- Sentiment analysis is the process of determining whether a piece of writing is positive, negative or neutral.
- In this project I have demondtrated how various Machine Learning and Deep Learning models can be used for sentiment analysis.
-
The dataset used is "Sentiment Labelled Sentences Dataset", from the UC Irvine Machine Learning Repository.
-
The sentences come from three different websites/fields:
- amazon.com
- imdb.com
- yelp.com
-
Each sentence is labelled as either 1 (for positive) or 0 (for negative).
-
For each website,tThere exist 500 positive and 500 negative sentences.
-
This dataset was created for the Paper 'From Group to Individual Labels using Deep Features', Kotzias et. al,. KDD 2015. (Please cite the paper if you want to use it :))
-
Link to the dataset is: Sentiment Labelled Sentences Data Set
-
The dataset is present in the Dataset folder.
- I have used the follwoing Machine Learning models:
- Multinomial Naive bayes
- Random Forest
- LinearSVC
- The code implementing these models is in 'modules/Sentiment_Analysis_ML.ipynb'.
- All the trained models are stored at 'models/ML'. Thereafter the models are segrated as per the dataset (Amazon, IMDB, Yelp).

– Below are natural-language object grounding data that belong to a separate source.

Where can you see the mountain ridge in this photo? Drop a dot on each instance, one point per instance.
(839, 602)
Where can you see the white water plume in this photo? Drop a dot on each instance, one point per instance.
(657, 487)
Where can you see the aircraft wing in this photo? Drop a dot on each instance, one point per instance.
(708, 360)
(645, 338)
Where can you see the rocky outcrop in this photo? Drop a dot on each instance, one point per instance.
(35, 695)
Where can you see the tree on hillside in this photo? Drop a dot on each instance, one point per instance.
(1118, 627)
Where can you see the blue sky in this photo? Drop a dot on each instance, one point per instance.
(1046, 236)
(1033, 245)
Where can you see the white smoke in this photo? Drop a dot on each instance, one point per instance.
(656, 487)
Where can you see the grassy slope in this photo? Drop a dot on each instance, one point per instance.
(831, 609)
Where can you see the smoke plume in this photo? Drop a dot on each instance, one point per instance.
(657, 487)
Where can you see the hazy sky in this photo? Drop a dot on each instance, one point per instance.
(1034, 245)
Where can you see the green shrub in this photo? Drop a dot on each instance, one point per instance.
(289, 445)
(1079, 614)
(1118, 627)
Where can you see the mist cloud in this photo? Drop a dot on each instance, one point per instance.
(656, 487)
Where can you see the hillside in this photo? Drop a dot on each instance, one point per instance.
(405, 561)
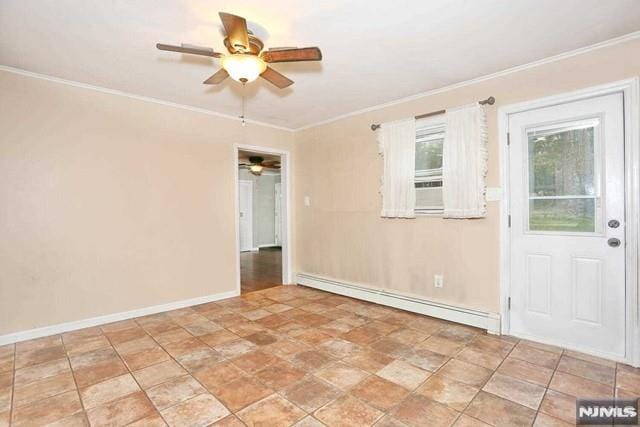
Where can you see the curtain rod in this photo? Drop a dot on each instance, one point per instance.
(490, 101)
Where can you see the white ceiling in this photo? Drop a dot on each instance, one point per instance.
(375, 51)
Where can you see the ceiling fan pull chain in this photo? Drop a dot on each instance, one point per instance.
(242, 116)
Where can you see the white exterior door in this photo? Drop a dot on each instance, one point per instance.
(245, 207)
(567, 258)
(278, 214)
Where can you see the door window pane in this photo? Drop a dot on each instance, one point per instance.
(563, 178)
(573, 215)
(562, 163)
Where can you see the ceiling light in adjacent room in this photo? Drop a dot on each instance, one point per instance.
(243, 67)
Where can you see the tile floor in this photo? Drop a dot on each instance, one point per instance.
(296, 356)
(260, 269)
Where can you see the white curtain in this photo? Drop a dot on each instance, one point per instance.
(397, 144)
(464, 162)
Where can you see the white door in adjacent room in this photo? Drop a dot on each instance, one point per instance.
(567, 204)
(245, 203)
(278, 214)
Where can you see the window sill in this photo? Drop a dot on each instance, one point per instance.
(430, 213)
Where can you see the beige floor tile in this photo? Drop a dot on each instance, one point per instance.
(48, 410)
(235, 348)
(217, 375)
(36, 356)
(157, 374)
(311, 393)
(341, 375)
(48, 387)
(348, 412)
(486, 360)
(465, 372)
(543, 420)
(273, 411)
(409, 336)
(628, 378)
(339, 348)
(42, 371)
(379, 393)
(578, 386)
(449, 392)
(254, 361)
(559, 405)
(99, 372)
(443, 346)
(153, 420)
(522, 392)
(497, 411)
(200, 359)
(312, 360)
(174, 391)
(467, 421)
(108, 391)
(369, 361)
(219, 337)
(589, 370)
(535, 355)
(241, 393)
(425, 359)
(280, 375)
(404, 374)
(417, 409)
(526, 371)
(121, 412)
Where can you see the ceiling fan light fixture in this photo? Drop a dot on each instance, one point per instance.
(256, 169)
(243, 67)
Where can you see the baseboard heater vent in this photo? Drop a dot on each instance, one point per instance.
(479, 319)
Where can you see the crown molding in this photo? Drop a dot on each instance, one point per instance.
(73, 83)
(505, 72)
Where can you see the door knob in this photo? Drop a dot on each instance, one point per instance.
(613, 242)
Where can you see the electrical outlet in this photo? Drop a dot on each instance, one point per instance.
(438, 281)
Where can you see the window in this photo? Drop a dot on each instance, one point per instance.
(428, 180)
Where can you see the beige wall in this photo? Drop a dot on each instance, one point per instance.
(110, 204)
(341, 235)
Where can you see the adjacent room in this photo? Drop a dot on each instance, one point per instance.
(260, 216)
(337, 213)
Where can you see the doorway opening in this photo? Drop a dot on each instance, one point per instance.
(262, 200)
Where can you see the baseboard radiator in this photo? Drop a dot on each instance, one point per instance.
(465, 316)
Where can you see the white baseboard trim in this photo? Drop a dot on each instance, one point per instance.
(479, 319)
(110, 318)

- I have used the follwoing Deep Learning models:
- Feed Forward Neural Network (FFNN)
- Convolutional Neural Network (CNN)
- Recurrent Neural Network (LSTM)
- As the dataset consists of three different set of data, I have created three different implementations for each of them.
- Amazon product Rreview Dataset ('modules/Amazon_Sentiment_Analysis_DL.ipynb')
- IMDB Movie Review Dataset ('modules/IMDB_Sentiment_Analysis_DL.ipynb')
- Yelp Restuarant Review Dataset ('modules/Yelp_Sentiment_Analysis_DL.ipynb')
- All the trained models are stored at 'models/DL'. Thereafter the models are segrated as per the dataset (Amazon, IMDB, Yelp).
- All the Deep Learning architectures use the GloVe Word Embeddings.
- To download click here (please download them before running the code.)
- The 6 Billion words, 100 dimensional vector representation variant is used.
- The have been stored at location 'Dataset/GloVe_Word_Embeddings'
After tyring various machine learning and deep learning models, I got the following results.
Model | Amazon Reviews | IMDB Reviews | Yelp Reviews |
---|---|---|---|
Multinomial Naive Bayes | 85% | 85% | 78% |
Random Forest | 80% | 79% | 79% |
Linear SVC | 84% | 81.50% | 80% |
FFNN | 81.50% | 84% | 82% |
CNN | 87% | 85.50% | 82.50% |
LSTM | 87% | 85% | 83% |